Great days, Aran thought, and now we are reduced to diplomacy and deal-making with the old enemy. How he longed to set out on a great quest again. He touched the map beneath his tunic, like a talisman, and stepped forward.
‘I have a request to make of you, sire.’ He bowed his head with all the deference due a liegeman to his king.
Ravn regarded the top of Aran’s dark head. ‘Out with it, then, Westlander. Tell me what it is you would ask of me.’
Aran looked askance at the other men present. ‘It is a private matter, my lord.’
‘These are my most trusted advisers: surely you can speak your suit before them?’
Aran looked uncomfortable.
Ravn grinned. ‘Perhaps it is something too personal for an audience.’ He turned to his lords. ‘Go and fetch wine, lads: my throat feels like the bed of a dried-up lake! Go to Sorva Flatnose’s stall and make sure he gives you his best cask of stallion’s blood: he’ll swear he has no such thing, but you’ll find he’s got it stashed there somewhere: I heard him boasting to Foril Senson. And if he demands payment, remind him he still owes me duty for his last two shipments. It’ll be a big cask, if I know Sorva: it’ll likely take the three of you to carry it!’
The three lords exchanged glances. None of them looked entirely happy with their chore. Stormway gave Aran his hardest stare and Southeye groaned as he rose from the table; but Egg Forstson clapped the Westlander on the back and wished him luck.
‘He doesn’t say a lot,’ he said over Aran’s head to the King, ‘but what he does say is usually worth listening to. The keenest edges whistle least.’

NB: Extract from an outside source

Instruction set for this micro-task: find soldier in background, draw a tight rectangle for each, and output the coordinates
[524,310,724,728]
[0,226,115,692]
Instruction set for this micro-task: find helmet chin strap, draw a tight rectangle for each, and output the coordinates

When they had gone, Ravn motioned Aran to a settle and regarded the man curiously. He thought he might have encountered Aran Aranson once before: at the court at Halbo when he had first taken his throne and the lords and landowners had all come to pledge their loyalty. If this was the man, he’d thought him dour, hard and dour, looking ill at ease in his fine clothes, out of place amidst the luxuries and merrymaking; but all the same, impressive, in his own way. One of the old breed, though he was not an old man. He recalled that his father had spoken highly of him.
‘So what is this secret request, Aran Aranson?’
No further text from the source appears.